Forgery; Trusts; Partnerships
Grot v. First Bank of Schaumburg, 684 N.E.2d 1016, 226 Ill. Dec. 20 (1st Dist. 1997).
Facts: Two business partners conveyed property to a bank under a trust agreement. The agreement provided that, in order to be valid, any direction to the bank regarding the trust would be signed by both partners. One of the partners delivered a letter to the bank directing the bank to provide a third party with a note and a mortgage securing the note from the trust assets. The proceeds from the note were used to secure a loan to the partners from the third party. The letter of direction bore the signatures of both of the partners. The partner who did not deliver the letter claimed that his signature was forged and that the bank breached one of its fiduciary duties by encumbering the trust property pursuant to a forged letter of direction. Subsequently, the partners agreed to divide the partnership assets, with the plaintiff-partner retaining the trust property. The trial court entered summary judgment for the bank based on its findings that the plaintiff's signature was forged. As a result, the note and mortgage created were void ab initio. Thus, the plaintiff incurred no damage by reason of the bank's acceptance of the forged letter of direction.
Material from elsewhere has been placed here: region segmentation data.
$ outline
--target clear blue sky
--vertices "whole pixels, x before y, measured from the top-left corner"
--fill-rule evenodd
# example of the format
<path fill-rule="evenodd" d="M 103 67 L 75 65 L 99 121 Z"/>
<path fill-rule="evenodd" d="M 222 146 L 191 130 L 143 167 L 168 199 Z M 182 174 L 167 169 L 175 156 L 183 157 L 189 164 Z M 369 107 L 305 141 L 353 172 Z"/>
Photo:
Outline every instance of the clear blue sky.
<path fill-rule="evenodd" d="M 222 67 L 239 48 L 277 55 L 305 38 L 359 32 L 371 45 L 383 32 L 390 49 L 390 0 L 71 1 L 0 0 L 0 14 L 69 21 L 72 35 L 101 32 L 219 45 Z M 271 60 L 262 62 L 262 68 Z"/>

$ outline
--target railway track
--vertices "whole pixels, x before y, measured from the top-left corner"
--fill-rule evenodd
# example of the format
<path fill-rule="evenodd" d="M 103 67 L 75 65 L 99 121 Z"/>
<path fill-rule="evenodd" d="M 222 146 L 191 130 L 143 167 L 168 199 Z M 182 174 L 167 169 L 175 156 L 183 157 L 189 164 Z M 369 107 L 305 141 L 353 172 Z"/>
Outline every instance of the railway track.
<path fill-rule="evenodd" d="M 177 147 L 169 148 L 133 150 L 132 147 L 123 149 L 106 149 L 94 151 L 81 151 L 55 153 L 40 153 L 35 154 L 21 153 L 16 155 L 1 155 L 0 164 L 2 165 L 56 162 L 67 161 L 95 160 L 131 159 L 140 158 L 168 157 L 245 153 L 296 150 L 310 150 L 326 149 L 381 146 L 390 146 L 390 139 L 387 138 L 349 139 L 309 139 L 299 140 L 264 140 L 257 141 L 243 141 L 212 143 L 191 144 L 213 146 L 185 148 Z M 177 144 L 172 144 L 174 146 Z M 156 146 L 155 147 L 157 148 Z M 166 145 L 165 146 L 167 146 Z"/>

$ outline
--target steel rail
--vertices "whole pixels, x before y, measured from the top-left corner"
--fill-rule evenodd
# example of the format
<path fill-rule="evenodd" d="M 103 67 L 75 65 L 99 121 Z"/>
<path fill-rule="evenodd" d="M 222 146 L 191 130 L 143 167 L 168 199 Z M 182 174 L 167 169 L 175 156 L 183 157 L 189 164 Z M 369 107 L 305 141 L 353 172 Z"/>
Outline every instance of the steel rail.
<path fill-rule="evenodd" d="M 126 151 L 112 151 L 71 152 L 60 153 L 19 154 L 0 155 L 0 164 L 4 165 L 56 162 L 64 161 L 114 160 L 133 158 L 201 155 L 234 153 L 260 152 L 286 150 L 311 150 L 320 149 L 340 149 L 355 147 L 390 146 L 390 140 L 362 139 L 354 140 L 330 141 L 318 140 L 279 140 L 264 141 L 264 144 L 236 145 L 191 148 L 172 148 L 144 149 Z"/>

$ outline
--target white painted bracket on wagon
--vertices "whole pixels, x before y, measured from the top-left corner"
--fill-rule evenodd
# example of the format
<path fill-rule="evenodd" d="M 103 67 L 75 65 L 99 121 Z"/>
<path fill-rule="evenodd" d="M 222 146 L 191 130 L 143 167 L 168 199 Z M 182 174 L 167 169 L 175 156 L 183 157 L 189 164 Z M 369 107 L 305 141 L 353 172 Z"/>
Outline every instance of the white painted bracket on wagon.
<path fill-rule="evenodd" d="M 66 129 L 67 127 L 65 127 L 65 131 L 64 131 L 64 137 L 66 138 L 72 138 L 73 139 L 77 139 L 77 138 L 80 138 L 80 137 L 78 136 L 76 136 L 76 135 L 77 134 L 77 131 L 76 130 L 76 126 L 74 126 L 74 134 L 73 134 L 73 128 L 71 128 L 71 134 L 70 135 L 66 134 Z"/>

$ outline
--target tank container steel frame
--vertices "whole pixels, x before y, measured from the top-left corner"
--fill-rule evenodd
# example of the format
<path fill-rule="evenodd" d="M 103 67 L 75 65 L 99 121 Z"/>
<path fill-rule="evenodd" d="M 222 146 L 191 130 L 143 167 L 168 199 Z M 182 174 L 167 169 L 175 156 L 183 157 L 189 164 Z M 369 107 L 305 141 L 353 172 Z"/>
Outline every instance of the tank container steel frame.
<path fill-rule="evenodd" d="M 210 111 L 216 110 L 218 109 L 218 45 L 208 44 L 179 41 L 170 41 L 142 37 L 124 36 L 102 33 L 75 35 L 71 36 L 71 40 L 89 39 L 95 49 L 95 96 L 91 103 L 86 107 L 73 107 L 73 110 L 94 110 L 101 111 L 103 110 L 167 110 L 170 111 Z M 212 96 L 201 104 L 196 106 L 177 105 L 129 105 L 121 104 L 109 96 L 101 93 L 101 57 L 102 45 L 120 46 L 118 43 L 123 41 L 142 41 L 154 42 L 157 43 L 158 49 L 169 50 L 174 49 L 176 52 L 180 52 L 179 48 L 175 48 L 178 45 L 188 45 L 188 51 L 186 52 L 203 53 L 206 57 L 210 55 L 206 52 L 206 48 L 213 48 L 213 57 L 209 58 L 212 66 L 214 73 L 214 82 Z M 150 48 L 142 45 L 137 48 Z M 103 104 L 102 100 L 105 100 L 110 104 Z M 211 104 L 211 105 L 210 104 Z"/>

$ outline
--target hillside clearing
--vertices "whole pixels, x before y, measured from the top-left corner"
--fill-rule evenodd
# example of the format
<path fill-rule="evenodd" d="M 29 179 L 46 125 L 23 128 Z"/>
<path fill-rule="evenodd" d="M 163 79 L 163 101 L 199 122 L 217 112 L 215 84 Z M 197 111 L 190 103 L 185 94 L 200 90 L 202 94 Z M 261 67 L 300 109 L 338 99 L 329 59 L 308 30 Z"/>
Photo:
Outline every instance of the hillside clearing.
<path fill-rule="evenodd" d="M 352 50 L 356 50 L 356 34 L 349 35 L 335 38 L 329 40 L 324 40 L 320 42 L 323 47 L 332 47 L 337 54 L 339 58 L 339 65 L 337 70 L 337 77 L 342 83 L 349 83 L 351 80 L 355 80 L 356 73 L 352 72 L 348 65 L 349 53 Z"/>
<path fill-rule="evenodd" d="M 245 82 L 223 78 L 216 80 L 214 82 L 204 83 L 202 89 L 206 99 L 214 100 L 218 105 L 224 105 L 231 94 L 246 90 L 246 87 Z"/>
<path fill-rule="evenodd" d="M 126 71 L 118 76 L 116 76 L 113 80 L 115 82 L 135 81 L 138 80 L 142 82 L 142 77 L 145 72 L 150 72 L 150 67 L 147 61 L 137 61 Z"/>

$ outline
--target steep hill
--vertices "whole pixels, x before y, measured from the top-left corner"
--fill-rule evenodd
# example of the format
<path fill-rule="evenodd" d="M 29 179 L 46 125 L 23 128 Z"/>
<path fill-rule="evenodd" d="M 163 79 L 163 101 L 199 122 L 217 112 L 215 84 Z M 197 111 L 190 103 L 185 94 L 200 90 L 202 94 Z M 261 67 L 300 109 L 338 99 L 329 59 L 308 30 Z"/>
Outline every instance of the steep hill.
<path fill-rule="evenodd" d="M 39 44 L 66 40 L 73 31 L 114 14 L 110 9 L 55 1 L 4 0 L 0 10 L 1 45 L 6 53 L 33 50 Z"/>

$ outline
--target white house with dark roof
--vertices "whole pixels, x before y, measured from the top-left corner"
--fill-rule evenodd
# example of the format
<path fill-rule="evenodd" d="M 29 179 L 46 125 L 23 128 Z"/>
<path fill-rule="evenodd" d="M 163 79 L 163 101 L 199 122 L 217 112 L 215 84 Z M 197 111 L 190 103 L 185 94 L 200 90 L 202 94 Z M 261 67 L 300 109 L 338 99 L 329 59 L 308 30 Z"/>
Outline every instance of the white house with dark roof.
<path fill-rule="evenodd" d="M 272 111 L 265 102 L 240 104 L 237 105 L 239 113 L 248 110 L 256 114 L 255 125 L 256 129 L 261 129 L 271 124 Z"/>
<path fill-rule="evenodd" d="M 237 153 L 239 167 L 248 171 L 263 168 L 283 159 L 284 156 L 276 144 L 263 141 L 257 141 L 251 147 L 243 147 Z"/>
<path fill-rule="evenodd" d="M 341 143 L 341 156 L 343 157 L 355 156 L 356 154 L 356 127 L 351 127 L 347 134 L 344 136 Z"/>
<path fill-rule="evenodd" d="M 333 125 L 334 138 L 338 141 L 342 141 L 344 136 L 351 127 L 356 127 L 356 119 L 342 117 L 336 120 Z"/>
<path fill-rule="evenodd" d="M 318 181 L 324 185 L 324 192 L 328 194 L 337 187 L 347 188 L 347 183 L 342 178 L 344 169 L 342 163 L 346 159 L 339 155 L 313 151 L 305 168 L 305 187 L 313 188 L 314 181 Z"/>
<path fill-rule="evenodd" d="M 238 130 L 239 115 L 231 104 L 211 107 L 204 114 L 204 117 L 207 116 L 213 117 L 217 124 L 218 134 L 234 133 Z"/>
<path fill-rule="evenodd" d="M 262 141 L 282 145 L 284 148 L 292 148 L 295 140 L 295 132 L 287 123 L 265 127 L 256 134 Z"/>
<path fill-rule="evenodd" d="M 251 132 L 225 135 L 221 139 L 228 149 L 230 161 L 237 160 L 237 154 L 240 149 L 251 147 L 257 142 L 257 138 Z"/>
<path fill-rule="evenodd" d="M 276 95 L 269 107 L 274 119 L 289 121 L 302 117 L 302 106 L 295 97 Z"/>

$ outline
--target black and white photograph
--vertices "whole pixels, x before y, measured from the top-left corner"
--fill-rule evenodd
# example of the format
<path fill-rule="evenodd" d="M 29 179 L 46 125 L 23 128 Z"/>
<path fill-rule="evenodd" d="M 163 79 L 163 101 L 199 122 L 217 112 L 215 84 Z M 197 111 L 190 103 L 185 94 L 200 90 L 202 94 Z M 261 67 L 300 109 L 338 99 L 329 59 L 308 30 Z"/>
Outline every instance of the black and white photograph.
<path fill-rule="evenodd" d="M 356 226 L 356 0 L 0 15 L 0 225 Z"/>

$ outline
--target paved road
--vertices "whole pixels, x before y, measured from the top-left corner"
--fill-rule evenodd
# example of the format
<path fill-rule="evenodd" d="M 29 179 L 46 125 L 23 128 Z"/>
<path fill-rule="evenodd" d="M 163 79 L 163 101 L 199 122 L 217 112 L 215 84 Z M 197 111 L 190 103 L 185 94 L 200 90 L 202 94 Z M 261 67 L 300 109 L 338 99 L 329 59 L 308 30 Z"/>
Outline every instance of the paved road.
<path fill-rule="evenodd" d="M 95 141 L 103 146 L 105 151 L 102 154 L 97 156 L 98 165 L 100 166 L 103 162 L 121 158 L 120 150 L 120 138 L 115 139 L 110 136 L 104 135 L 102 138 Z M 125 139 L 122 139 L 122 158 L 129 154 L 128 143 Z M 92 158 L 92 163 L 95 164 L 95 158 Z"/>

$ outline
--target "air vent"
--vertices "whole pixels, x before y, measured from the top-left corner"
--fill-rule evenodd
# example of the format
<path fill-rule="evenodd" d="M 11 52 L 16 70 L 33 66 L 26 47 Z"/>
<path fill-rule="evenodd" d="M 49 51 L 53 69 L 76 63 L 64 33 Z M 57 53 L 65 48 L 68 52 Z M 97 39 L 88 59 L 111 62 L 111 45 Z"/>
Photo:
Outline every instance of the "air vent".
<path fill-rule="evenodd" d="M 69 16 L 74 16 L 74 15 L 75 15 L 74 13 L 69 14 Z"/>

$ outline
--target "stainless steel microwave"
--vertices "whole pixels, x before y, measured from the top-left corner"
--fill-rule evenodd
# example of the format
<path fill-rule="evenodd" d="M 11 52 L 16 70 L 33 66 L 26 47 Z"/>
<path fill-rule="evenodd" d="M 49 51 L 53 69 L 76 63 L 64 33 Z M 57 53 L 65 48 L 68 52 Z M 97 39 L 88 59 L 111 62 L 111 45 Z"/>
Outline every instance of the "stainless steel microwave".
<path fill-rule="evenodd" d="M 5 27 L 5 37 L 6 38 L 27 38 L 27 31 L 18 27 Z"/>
Holding: The appellate court affirmed on different grounds. A plaintiff cannot as a matter of law support a claim of damages where he or she benefited from the forgery that is the basis of the claim. Here, the plaintiff benefited from the conveyance of the letter and then divided partnership assets with knowledge of the encumbrance. The division of the partnership assets left the plaintiff with an undivided interest in the trust property. The plaintiff's act of accepting the trust property, subject to indebtedness, operates as a ratification of the letter of direction.